Faster, cheaper: Pavilion packs massive monolithic features into mini-NVMe array

Pavilion Data Systems, an NVMe array startup, has added encryption at rest to its RF100 series appliance.

Pavilion’s array is a radical architectural change over other all-flash arrays, which are all basically dual controller systems. It says its system delivers the best price performance in the all-flash array industry. So let’s explore the design in a little more detail.

The RF100 comes in a 4U enclosure which holds up to 10 line cards. Each card contains two Broadwell Xeon CPUs in an active-active controller configuration and 4 x 40Gbit/s or 100Gbit/s Ethernet ports. TCP and ROCE (RDMA) access are supported.

Pavilion Data System’s RF100 series appliance

That tots up to 20 controller CPUs and 40 Ethernet ports – a big step-up from  a traditional dual-controller array such as Dell EMC’s Unity or NetApp’s FAS.

The multitude of controllers make the architecture more akin to a monolithic, high-end array such as Dell EMC’s PowerMAX or IBM’s DS8000.   In effect there  are multiple engines inside the array.

Monolithic array-style design attributes of RF100-series array

These controllers, each with their own memory and OS copy, attach across a PCIe fabric to up to 72 NVMe SSDs, in four banks of 18, with 14TB to 1PB of capacity. Two redundant supervisor modules handle the control plane and management functions for the entire system.

The Pavilion software provides dual-parity RAID, with a 12 per cent overhead, zero-space instant snapshots, clones and encryption.

You can scale up SSDs and controllers separately to match a workload profile.

Everything is commodity hardware-based: there is no need for any agent or other Pavilion software in these servers, and the RF100 product has no ASICs or FPGAs. 

Customers can use their own SSDs, with Micron’s 9200, Western Digital’s SN200, Samsung’s 1725b and Intel’s P4800X, P4510 and P4610 all supported.

Fully loaded

The array provides end-to-end NVMe data access to host servers, with average read latency of 117μs. 

In a fully loaded box the performance is up to 120GB/sec read bandwidth, 60GB/sec write bandwidth and 20 million 4K Random Read IOPS.

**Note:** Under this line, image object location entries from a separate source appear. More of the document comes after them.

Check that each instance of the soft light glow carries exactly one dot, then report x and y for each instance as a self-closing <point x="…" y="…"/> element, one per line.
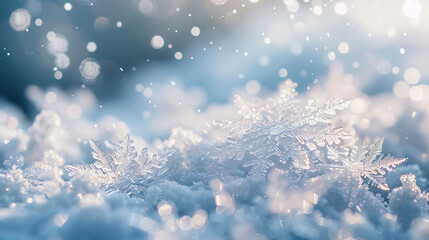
<point x="38" y="22"/>
<point x="195" y="31"/>
<point x="20" y="20"/>
<point x="89" y="69"/>
<point x="68" y="6"/>
<point x="178" y="55"/>
<point x="91" y="47"/>
<point x="58" y="75"/>
<point x="282" y="72"/>
<point x="343" y="48"/>
<point x="416" y="93"/>
<point x="157" y="42"/>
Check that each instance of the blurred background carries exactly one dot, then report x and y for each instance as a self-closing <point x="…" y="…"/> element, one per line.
<point x="160" y="64"/>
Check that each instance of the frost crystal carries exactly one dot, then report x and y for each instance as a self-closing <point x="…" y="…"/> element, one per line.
<point x="124" y="170"/>
<point x="362" y="163"/>
<point x="279" y="128"/>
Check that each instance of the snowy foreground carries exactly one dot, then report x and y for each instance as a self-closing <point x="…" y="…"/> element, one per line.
<point x="279" y="167"/>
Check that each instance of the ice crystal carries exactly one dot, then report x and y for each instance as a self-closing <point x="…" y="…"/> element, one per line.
<point x="361" y="163"/>
<point x="279" y="127"/>
<point x="124" y="170"/>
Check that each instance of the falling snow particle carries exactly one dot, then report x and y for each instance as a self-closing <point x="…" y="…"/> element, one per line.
<point x="282" y="72"/>
<point x="178" y="55"/>
<point x="343" y="48"/>
<point x="89" y="70"/>
<point x="58" y="75"/>
<point x="91" y="47"/>
<point x="20" y="20"/>
<point x="68" y="6"/>
<point x="38" y="22"/>
<point x="195" y="31"/>
<point x="157" y="42"/>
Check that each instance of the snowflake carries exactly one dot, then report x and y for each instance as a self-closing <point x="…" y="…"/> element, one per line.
<point x="362" y="163"/>
<point x="279" y="128"/>
<point x="124" y="170"/>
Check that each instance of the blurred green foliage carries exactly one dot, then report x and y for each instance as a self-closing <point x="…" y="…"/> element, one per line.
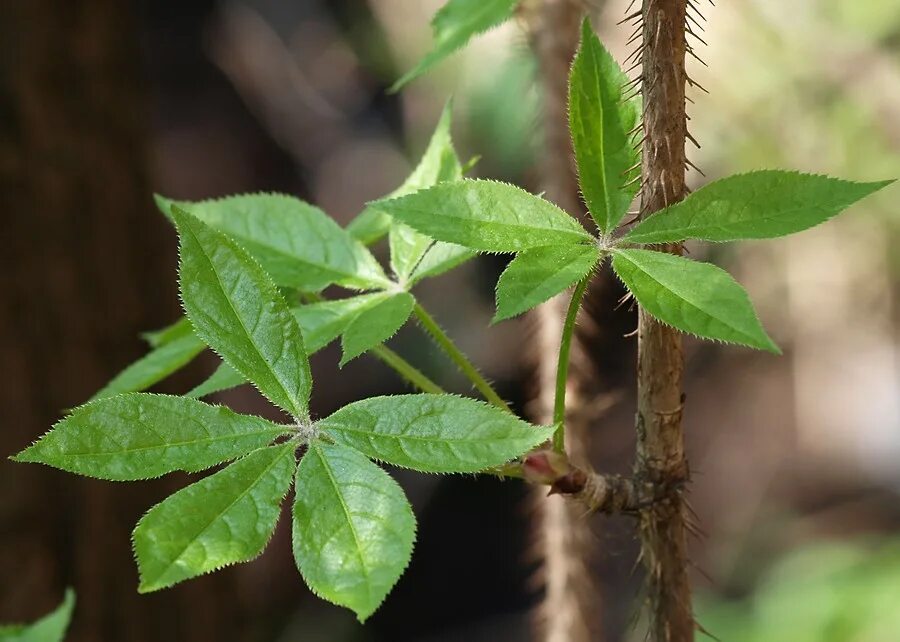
<point x="835" y="592"/>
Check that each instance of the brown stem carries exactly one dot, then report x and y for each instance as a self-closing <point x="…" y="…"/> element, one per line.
<point x="569" y="611"/>
<point x="660" y="450"/>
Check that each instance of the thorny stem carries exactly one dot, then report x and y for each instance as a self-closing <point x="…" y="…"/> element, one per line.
<point x="562" y="367"/>
<point x="406" y="370"/>
<point x="456" y="355"/>
<point x="661" y="457"/>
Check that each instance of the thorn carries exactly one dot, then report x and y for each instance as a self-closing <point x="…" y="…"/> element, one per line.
<point x="694" y="20"/>
<point x="630" y="16"/>
<point x="636" y="35"/>
<point x="690" y="50"/>
<point x="634" y="54"/>
<point x="633" y="81"/>
<point x="694" y="83"/>
<point x="690" y="32"/>
<point x="631" y="169"/>
<point x="690" y="164"/>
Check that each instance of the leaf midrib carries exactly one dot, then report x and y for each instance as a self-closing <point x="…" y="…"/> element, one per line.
<point x="349" y="517"/>
<point x="199" y="533"/>
<point x="752" y="340"/>
<point x="249" y="336"/>
<point x="177" y="444"/>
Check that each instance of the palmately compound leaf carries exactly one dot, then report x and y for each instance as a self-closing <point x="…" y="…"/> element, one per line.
<point x="139" y="436"/>
<point x="758" y="205"/>
<point x="154" y="366"/>
<point x="454" y="25"/>
<point x="697" y="298"/>
<point x="222" y="519"/>
<point x="238" y="311"/>
<point x="296" y="243"/>
<point x="439" y="163"/>
<point x="600" y="122"/>
<point x="50" y="628"/>
<point x="433" y="433"/>
<point x="540" y="273"/>
<point x="376" y="324"/>
<point x="353" y="528"/>
<point x="321" y="323"/>
<point x="486" y="215"/>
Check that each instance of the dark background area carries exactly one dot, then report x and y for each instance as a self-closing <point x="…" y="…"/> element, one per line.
<point x="103" y="102"/>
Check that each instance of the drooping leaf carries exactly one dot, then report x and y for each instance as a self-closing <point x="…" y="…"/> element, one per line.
<point x="353" y="528"/>
<point x="600" y="122"/>
<point x="757" y="205"/>
<point x="540" y="273"/>
<point x="697" y="298"/>
<point x="223" y="519"/>
<point x="296" y="243"/>
<point x="50" y="628"/>
<point x="321" y="323"/>
<point x="238" y="311"/>
<point x="454" y="25"/>
<point x="376" y="324"/>
<point x="486" y="215"/>
<point x="139" y="436"/>
<point x="154" y="366"/>
<point x="433" y="433"/>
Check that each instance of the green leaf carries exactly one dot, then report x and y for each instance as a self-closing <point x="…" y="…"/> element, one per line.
<point x="238" y="311"/>
<point x="177" y="330"/>
<point x="538" y="274"/>
<point x="698" y="298"/>
<point x="370" y="225"/>
<point x="223" y="519"/>
<point x="454" y="25"/>
<point x="353" y="528"/>
<point x="320" y="323"/>
<point x="486" y="215"/>
<point x="433" y="433"/>
<point x="154" y="366"/>
<point x="139" y="436"/>
<point x="439" y="163"/>
<point x="223" y="378"/>
<point x="600" y="122"/>
<point x="440" y="258"/>
<point x="758" y="205"/>
<point x="376" y="324"/>
<point x="50" y="628"/>
<point x="297" y="244"/>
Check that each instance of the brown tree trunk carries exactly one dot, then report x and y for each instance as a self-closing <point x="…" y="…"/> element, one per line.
<point x="82" y="275"/>
<point x="570" y="610"/>
<point x="660" y="449"/>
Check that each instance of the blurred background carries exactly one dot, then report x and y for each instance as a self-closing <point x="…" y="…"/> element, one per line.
<point x="796" y="475"/>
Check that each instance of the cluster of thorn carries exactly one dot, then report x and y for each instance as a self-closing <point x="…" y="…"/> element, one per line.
<point x="693" y="25"/>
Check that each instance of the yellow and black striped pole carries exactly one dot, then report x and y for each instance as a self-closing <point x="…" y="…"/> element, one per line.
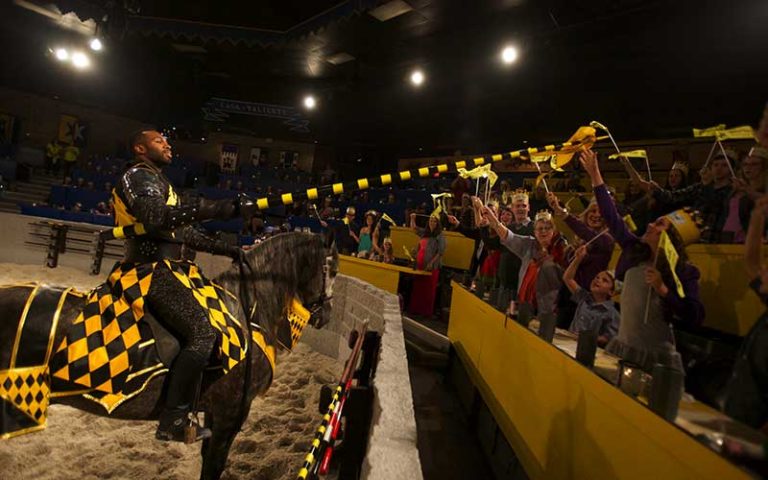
<point x="316" y="193"/>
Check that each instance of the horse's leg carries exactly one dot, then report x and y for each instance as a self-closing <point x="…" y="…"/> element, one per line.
<point x="216" y="449"/>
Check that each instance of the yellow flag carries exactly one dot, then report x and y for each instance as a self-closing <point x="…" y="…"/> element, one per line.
<point x="631" y="154"/>
<point x="387" y="218"/>
<point x="665" y="245"/>
<point x="479" y="172"/>
<point x="744" y="132"/>
<point x="630" y="222"/>
<point x="541" y="158"/>
<point x="540" y="178"/>
<point x="708" y="132"/>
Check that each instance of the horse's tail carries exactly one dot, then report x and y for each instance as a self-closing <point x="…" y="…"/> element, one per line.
<point x="32" y="319"/>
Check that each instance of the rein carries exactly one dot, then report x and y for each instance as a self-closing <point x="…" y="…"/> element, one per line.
<point x="249" y="312"/>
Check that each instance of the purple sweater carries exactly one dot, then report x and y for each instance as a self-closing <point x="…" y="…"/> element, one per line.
<point x="688" y="310"/>
<point x="599" y="252"/>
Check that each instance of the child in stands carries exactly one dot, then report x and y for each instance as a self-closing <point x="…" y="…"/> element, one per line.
<point x="595" y="309"/>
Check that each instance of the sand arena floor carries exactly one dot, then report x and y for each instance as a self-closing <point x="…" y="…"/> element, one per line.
<point x="76" y="445"/>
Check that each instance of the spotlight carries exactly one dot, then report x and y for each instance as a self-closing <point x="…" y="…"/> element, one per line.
<point x="417" y="77"/>
<point x="80" y="60"/>
<point x="61" y="54"/>
<point x="509" y="55"/>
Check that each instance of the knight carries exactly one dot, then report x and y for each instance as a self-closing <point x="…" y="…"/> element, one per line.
<point x="145" y="198"/>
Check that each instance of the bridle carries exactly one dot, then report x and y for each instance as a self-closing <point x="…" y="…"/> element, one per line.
<point x="315" y="308"/>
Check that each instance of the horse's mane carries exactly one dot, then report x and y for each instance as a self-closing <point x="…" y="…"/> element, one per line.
<point x="280" y="266"/>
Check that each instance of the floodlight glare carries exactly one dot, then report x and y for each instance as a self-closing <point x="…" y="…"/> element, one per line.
<point x="417" y="77"/>
<point x="80" y="60"/>
<point x="61" y="54"/>
<point x="509" y="55"/>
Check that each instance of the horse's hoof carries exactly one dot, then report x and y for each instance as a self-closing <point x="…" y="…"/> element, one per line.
<point x="189" y="434"/>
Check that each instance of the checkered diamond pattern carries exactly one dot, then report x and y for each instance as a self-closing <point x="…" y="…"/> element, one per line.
<point x="96" y="353"/>
<point x="298" y="317"/>
<point x="28" y="389"/>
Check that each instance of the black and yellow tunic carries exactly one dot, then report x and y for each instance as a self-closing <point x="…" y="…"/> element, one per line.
<point x="97" y="353"/>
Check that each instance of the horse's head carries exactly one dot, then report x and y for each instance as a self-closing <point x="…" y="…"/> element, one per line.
<point x="294" y="274"/>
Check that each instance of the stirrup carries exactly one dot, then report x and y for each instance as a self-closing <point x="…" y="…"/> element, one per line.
<point x="186" y="429"/>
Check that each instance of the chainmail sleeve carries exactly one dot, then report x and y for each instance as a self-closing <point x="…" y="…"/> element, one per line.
<point x="145" y="193"/>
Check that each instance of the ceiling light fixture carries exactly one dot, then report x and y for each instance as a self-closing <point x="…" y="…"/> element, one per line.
<point x="80" y="60"/>
<point x="417" y="77"/>
<point x="61" y="54"/>
<point x="509" y="55"/>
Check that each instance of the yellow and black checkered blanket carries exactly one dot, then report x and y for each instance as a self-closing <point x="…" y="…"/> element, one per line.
<point x="101" y="349"/>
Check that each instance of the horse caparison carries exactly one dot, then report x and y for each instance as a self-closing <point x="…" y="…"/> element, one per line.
<point x="291" y="265"/>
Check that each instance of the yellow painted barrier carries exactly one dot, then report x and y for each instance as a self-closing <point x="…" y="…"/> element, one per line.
<point x="458" y="252"/>
<point x="382" y="275"/>
<point x="562" y="420"/>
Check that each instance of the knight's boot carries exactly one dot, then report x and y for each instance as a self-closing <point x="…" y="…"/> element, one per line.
<point x="175" y="423"/>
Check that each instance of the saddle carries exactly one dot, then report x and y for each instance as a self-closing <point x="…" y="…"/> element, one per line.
<point x="116" y="346"/>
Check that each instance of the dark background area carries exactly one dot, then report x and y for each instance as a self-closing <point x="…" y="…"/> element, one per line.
<point x="647" y="69"/>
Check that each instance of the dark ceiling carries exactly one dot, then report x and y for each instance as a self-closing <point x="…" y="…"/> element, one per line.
<point x="644" y="68"/>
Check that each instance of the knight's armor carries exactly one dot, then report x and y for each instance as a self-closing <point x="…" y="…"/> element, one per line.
<point x="145" y="196"/>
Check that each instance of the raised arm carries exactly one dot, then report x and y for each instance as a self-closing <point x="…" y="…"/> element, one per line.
<point x="613" y="220"/>
<point x="570" y="272"/>
<point x="145" y="193"/>
<point x="754" y="238"/>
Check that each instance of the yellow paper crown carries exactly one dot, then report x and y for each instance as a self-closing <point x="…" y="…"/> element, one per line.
<point x="544" y="215"/>
<point x="682" y="166"/>
<point x="684" y="223"/>
<point x="520" y="195"/>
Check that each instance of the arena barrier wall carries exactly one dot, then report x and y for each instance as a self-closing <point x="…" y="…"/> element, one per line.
<point x="392" y="450"/>
<point x="562" y="420"/>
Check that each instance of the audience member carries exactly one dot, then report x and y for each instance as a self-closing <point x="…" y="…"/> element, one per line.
<point x="429" y="258"/>
<point x="595" y="310"/>
<point x="746" y="397"/>
<point x="542" y="260"/>
<point x="650" y="301"/>
<point x="365" y="242"/>
<point x="590" y="229"/>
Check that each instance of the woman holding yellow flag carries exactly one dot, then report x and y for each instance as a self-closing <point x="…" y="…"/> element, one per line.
<point x="658" y="291"/>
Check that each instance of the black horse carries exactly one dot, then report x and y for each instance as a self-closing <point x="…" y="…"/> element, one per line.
<point x="287" y="266"/>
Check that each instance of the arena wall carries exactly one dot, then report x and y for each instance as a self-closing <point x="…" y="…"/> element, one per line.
<point x="392" y="450"/>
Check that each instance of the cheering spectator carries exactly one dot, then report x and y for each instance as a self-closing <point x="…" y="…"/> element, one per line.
<point x="747" y="394"/>
<point x="650" y="300"/>
<point x="542" y="259"/>
<point x="428" y="257"/>
<point x="595" y="309"/>
<point x="590" y="229"/>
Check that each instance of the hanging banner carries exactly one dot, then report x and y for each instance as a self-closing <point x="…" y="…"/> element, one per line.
<point x="72" y="131"/>
<point x="218" y="110"/>
<point x="255" y="156"/>
<point x="228" y="157"/>
<point x="6" y="128"/>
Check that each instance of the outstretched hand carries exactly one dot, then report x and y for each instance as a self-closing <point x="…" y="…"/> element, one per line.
<point x="588" y="160"/>
<point x="554" y="204"/>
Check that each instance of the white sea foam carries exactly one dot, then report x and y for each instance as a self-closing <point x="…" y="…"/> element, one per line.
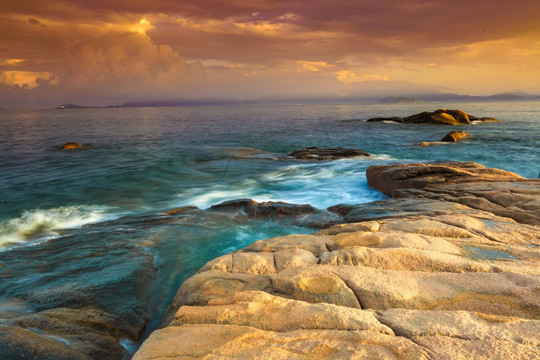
<point x="320" y="185"/>
<point x="40" y="223"/>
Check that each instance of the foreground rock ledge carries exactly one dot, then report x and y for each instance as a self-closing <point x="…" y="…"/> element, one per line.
<point x="457" y="281"/>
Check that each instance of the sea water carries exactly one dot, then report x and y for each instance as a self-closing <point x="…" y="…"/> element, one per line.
<point x="68" y="218"/>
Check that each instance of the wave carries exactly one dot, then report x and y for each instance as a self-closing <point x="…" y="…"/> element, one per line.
<point x="42" y="224"/>
<point x="321" y="185"/>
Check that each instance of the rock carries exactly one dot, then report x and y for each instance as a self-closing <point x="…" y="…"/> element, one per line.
<point x="454" y="136"/>
<point x="71" y="146"/>
<point x="305" y="215"/>
<point x="383" y="119"/>
<point x="243" y="342"/>
<point x="460" y="115"/>
<point x="314" y="153"/>
<point x="440" y="274"/>
<point x="64" y="333"/>
<point x="439" y="116"/>
<point x="496" y="191"/>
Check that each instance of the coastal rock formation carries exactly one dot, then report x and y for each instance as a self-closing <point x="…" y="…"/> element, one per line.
<point x="314" y="153"/>
<point x="448" y="270"/>
<point x="71" y="146"/>
<point x="439" y="117"/>
<point x="454" y="136"/>
<point x="496" y="191"/>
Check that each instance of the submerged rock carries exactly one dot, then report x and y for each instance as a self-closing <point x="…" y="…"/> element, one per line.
<point x="454" y="136"/>
<point x="404" y="284"/>
<point x="305" y="215"/>
<point x="439" y="117"/>
<point x="71" y="146"/>
<point x="314" y="153"/>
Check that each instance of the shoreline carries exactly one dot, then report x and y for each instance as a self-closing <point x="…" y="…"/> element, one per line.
<point x="447" y="268"/>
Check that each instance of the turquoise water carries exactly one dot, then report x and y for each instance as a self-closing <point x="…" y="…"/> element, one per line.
<point x="77" y="226"/>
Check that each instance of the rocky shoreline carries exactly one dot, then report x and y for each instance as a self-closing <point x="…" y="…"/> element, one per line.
<point x="445" y="269"/>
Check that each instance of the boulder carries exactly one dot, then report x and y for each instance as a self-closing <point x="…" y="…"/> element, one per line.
<point x="454" y="136"/>
<point x="314" y="153"/>
<point x="71" y="146"/>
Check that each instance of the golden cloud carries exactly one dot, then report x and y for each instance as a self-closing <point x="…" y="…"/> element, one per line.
<point x="25" y="79"/>
<point x="349" y="77"/>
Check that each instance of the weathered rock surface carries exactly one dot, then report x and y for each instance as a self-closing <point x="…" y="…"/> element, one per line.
<point x="424" y="276"/>
<point x="496" y="191"/>
<point x="439" y="117"/>
<point x="314" y="153"/>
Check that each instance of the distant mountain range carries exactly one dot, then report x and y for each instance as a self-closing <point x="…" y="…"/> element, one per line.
<point x="448" y="97"/>
<point x="352" y="98"/>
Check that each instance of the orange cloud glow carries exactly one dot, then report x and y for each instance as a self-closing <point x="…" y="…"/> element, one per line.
<point x="105" y="52"/>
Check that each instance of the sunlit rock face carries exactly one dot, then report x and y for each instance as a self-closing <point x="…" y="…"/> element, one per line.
<point x="437" y="117"/>
<point x="447" y="270"/>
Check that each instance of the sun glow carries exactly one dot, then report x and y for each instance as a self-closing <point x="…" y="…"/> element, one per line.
<point x="142" y="26"/>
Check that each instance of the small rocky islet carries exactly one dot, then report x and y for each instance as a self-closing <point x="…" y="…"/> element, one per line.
<point x="445" y="269"/>
<point x="315" y="153"/>
<point x="437" y="117"/>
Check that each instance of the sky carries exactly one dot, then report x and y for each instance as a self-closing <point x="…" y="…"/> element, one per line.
<point x="103" y="52"/>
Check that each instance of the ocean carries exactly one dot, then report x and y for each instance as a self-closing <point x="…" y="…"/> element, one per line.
<point x="86" y="227"/>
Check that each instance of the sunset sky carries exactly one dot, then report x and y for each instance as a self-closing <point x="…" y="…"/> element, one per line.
<point x="108" y="52"/>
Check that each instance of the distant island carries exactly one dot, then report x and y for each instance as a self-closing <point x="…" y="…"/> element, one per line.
<point x="76" y="106"/>
<point x="351" y="98"/>
<point x="401" y="100"/>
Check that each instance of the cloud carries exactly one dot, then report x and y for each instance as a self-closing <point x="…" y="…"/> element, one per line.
<point x="25" y="79"/>
<point x="349" y="77"/>
<point x="106" y="57"/>
<point x="313" y="66"/>
<point x="168" y="48"/>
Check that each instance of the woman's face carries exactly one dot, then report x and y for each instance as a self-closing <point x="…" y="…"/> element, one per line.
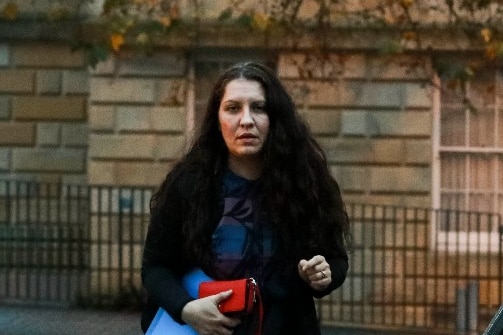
<point x="243" y="120"/>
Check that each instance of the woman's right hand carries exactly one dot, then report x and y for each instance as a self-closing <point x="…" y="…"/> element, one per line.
<point x="204" y="316"/>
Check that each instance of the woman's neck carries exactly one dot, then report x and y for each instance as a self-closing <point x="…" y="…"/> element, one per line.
<point x="249" y="168"/>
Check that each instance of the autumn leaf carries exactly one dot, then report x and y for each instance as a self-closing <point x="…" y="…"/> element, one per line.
<point x="406" y="3"/>
<point x="409" y="35"/>
<point x="116" y="41"/>
<point x="260" y="21"/>
<point x="10" y="11"/>
<point x="486" y="34"/>
<point x="165" y="21"/>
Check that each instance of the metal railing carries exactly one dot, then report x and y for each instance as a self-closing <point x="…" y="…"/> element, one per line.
<point x="409" y="267"/>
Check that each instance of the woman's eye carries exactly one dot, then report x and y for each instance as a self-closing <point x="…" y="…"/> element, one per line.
<point x="232" y="109"/>
<point x="259" y="108"/>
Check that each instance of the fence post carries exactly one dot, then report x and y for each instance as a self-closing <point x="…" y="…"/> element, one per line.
<point x="461" y="323"/>
<point x="473" y="306"/>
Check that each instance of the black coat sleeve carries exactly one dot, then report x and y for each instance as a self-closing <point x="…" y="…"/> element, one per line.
<point x="163" y="262"/>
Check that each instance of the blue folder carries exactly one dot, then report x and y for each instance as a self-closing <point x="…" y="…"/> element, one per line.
<point x="163" y="324"/>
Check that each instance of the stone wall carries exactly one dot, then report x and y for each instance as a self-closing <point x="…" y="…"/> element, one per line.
<point x="137" y="119"/>
<point x="125" y="122"/>
<point x="43" y="112"/>
<point x="372" y="116"/>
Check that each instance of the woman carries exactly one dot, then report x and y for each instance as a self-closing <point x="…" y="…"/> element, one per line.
<point x="253" y="197"/>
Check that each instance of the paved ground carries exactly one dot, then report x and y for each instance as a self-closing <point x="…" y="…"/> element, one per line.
<point x="62" y="321"/>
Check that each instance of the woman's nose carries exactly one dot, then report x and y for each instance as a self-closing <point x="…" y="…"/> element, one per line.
<point x="246" y="118"/>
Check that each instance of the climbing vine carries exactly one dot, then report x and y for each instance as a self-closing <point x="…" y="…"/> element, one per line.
<point x="142" y="23"/>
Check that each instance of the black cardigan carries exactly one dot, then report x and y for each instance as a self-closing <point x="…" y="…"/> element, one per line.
<point x="164" y="263"/>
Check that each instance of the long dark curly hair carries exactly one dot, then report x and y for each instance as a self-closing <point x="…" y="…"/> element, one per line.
<point x="302" y="199"/>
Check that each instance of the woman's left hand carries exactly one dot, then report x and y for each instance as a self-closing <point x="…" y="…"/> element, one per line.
<point x="316" y="272"/>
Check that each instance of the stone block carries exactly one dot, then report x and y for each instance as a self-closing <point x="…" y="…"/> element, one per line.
<point x="354" y="123"/>
<point x="4" y="55"/>
<point x="17" y="133"/>
<point x="130" y="90"/>
<point x="101" y="173"/>
<point x="75" y="82"/>
<point x="347" y="150"/>
<point x="170" y="119"/>
<point x="102" y="118"/>
<point x="48" y="134"/>
<point x="390" y="95"/>
<point x="16" y="81"/>
<point x="388" y="151"/>
<point x="4" y="159"/>
<point x="75" y="135"/>
<point x="131" y="146"/>
<point x="49" y="55"/>
<point x="49" y="81"/>
<point x="351" y="178"/>
<point x="4" y="107"/>
<point x="158" y="65"/>
<point x="386" y="123"/>
<point x="123" y="173"/>
<point x="399" y="67"/>
<point x="334" y="66"/>
<point x="418" y="151"/>
<point x="132" y="118"/>
<point x="171" y="92"/>
<point x="49" y="108"/>
<point x="167" y="119"/>
<point x="401" y="179"/>
<point x="140" y="173"/>
<point x="323" y="121"/>
<point x="49" y="160"/>
<point x="169" y="147"/>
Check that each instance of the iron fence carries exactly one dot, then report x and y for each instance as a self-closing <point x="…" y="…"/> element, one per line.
<point x="409" y="267"/>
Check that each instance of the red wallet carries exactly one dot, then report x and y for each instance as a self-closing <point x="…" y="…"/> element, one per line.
<point x="242" y="299"/>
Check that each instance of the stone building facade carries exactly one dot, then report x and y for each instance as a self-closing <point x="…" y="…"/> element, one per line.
<point x="124" y="123"/>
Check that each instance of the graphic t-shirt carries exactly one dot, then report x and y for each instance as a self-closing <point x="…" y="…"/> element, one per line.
<point x="242" y="241"/>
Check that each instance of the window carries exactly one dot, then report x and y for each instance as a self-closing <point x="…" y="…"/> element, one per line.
<point x="468" y="164"/>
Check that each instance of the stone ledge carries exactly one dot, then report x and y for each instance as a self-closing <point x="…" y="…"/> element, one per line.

This is remarkable, coming as it does from a 4U box. Pavilion says the $/IOPS rating is up to 25 times cheaper than competing all-flash arrays. It has not yet published numbers to support that claim but let’s take the IBM DS8888 with 34.3TB capacity as a reference point. This will give you a rough idea of how much monolithic arrays cost. Its list price in Nov 2016 was $1.97m, according to the SPC-1 benchmark report.

In a video, Pavilion Data’s Head of Products Jeff Sosa says the appliance can replace the locally-attached NVMe SSDs of 20 rack servers. This means you can scale compute and storage separately, and so avoid unused and stranded SSD capacity in each server.

Jeff Sosa introducing the RF100 series product

Application use cases cited by Pavilion include MongoDB, MySQL, Splunk Enterprise, Kubernetes on-premises, Spark and Apache Cassandra.

Supercomputing’ 18

Pavilion is to exhibit the RF100 series product next week at SC18, November 12-15 in Dallas, Texas.

It will show the results of two demo workloads:

  • Genomics multi-variant testing analysis to demonstrate rack-scale shared NVMe storage to accelerate human genome analysis,
  • The SPEC-FS benchmark in a clustered file system environment using GPFS (IBM Spectrum Scale) with shared, rack-scale flash storage.

Note that Pavilion has not submitted a SPEC-FS  benchmark (we understand this is SPEC SFS2014).

Sosa told us: “We haven’t yet submitted an official result, which is also why we didn’t specify a specific result in the press announcement. We will be discussing testing we have done so far as part of the booth exhibit, but not releasing official results.”

He said: “We have been focused more on the tests outside of software build up until now, since we believe that the VDA and Database tests are more relevant to our customer base, but we plan to run all of them.”

That will be a good thing as it will provide an objective comparison with systems from rival suppliers.